Intervention de Michelle Gréaume

Réunion du 23 juillet 2018 à 21h30
Évolution du logement de l'aménagement et du numérique — Article 49

Photo de Michelle GréaumeMichelle Gréaume :

Si nous défendons l’encadrement des loyers dans son principe, c’est son application selon l’article 49 que nous condamnons. L’encadrement des loyers prévu par le projet de loi ÉLAN est en effet doublement fictif.

D’une part, étant optionnel et temporaire, il enterre les caractères d’automaticité et de durabilité du dispositif ALUR de 2014. Le caractère « expérimental » de l’encadrement des loyers du projet de loi ÉLAN semble particulièrement superflu, dans la mesure où le dispositif ALUR, qui a été en vigueur pendant près de quatre ans à Paris et à Lille, a déjà montré des effets positifs en termes de stabilisation des prix. L’augmentation des loyers est passée de 10 % avant 2015 à seulement 1 % après la mise en place de l’encadrement. À Paris, dès le lendemain de la décision du tribunal administratif de supprimer le dispositif, certaines annonces des sites de location affichaient des loyers supérieurs de 30 % à ceux qui étaient affichés la veille !

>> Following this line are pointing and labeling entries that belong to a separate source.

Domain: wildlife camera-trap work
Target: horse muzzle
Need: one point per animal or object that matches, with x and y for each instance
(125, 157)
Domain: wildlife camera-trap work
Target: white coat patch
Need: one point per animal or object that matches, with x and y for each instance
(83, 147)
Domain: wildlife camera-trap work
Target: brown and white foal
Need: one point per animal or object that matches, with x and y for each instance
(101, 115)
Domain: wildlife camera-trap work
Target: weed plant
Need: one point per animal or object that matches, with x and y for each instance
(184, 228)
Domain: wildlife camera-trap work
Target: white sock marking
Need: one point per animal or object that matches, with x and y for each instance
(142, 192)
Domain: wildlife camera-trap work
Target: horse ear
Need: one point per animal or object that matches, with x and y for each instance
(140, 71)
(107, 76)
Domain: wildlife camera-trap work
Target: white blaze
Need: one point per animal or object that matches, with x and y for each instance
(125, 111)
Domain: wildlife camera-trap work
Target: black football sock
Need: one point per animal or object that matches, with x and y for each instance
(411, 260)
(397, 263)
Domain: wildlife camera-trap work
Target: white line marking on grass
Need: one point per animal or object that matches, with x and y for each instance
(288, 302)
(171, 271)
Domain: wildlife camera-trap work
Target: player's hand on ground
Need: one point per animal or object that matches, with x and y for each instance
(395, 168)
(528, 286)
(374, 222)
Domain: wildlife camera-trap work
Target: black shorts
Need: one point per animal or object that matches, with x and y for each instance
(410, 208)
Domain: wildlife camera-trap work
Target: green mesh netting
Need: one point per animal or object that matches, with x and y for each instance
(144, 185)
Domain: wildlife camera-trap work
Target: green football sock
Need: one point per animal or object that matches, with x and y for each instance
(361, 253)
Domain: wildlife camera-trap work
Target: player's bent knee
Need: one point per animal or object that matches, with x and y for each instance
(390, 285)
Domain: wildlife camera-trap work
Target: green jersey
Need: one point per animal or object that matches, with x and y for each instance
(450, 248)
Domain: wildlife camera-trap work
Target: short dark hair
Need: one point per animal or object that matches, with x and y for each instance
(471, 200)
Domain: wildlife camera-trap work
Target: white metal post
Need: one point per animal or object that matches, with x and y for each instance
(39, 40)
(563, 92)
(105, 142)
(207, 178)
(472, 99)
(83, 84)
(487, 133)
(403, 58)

D’autre part, l’ambiguïté juridique autour des critères et conditions – « un écart important entre le niveau de loyer moyen du parc privé et du parc social » ou encore « un niveau de loyer médian élevé » – sont tels que la mise en œuvre du dispositif devient, de fait, une prérogative gouvernementale. Ce dispositif s’inscrit ainsi dans un mouvement plus large de recentralisation des compétences, le Gouvernement accaparant le pouvoir décisionnel et appréciatif concernant les critères, laissant à la collectivité un simple pouvoir de négociation.

À cela s’ajoute la complexité juridique de cette politique, que l’on retrouvait aussi dans la loi ALUR de 2014. La décision du Conseil d’État du 15 mars 2017 d’annuler l’encadrement des loyers, restreint par le gouvernement Valls à Paris et à Lille, a mis en cause non seulement la faiblesse du périmètre d’application, mais aussi la complexité du dispositif ALUR, par lequel la loi s’applique après prise d’un décret d’application puis d’un arrêté par chaque préfet.

Si « simplification » semble être le mot d’ordre du Gouvernement, désireux de casser les acquis collectifs de notre République, il semble lui préférer la complexification juridique lorsqu’il s’agit de réguler le marché. Pourtant, une régulation des loyers obligatoire dans toutes les communes dites « tendues » et mise en place par la loi permettrait le contournement des problèmes que pose l’insécurité juridique et garantirait efficacité et pérennité dans l’encadrement des loyers, cela dans le respect du principe d’égalité territoriale.